In this favorite summer dish from the south of France, we've punched up the flavor by grilling a salmon filet instead of boiled potatoes, serve crusty bread to mop up the delicious vinaigrette. With a chilled bottle of dry rosé, you're ready for summer.
Serves 6
Red wine vinaigrette
- 1 large clove garlic, minced
- 1 cup olive oil
- ¼ cup red wine vinegar
- 2 tablespoons minced shalot
- 1½ tablespoons finely chopped fresh basil
- 1 tablespoon Dijon mustard
- 1 teaspoon anchovy paste
- ½ teaspoon dried thyme
- Sea salt and fresh ground black pepper
- In a bowl, whisk together all the ingredients, season to taste ; set aside.
The salad
- 1 salmon filet (about 3 lbs/1.5 kg), skin on or off
- 1 recipe Provençal Flavoring Paste (recipe below)
- 12 oz fresh thin green beans, trimmed
- 6 cups leafy greens (such as Boston lettuce)
- 2 cups cherry tomatoes
- 3 hard-cooked eggs, quartered
- 1 cup drained brine- or oil-cured niçoise olives
- Sea salt and fresh ground black pepper
- Prepare a hot fire in your grill.
- Rinse salmon and pat dry with paper towels ; brush flesh side with paste.
- Place flesh side down on the grill ; grill for 10 minutes per inch (2.5 cm) of thickness, turning once, until fish is opaque and flakes easily with a fork.
- Keep warm.
- Bring a large saucepan of water to a boil over high heat ; cook beans for 3 to 4 minutes, or until tender-crisp ; drain and refresh with cold water, pat dry with paper towels and set aside.
- In a large bowl, toss greens with 2 tablespoons of the vinaigrette ; arrange greens on a large platter and top with salmon.
- Place beans in the large bowl and toss with 1 tablespoon of the vinaigrette ; arrange on the platter.
- Place tomatoes in the bowl and toss with 1 tablespoon of the vinaigrette ; arrange on the platter.

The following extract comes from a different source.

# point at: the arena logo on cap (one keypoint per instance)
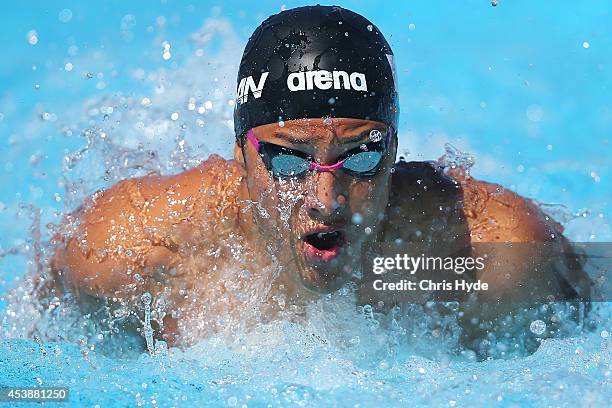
(247, 85)
(322, 79)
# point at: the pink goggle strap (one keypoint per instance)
(253, 139)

- Arrange eggs and olives on the platter ; pass the remaining vinaigrette at the table.
Provençal Flavoring Paste
Give your grilled and smoked foods a true south-of-France flair when you slather fish, lamb, pork or chicken with this bold mixture.
Makes about ½ cup (125 ml)
- 2 cloves garlic, minced
- ¼ cup Dijon mustard
- ¼ cup olive oil
- 2 teaspoons herbes de Provence
- ½ teaspoon dried rosemary
- Sea salt and fresh ground black pepper
- In a bowl, combine all the ingredients ; season to taste.
- Store in an airtight container in the fridge for up to 3 days.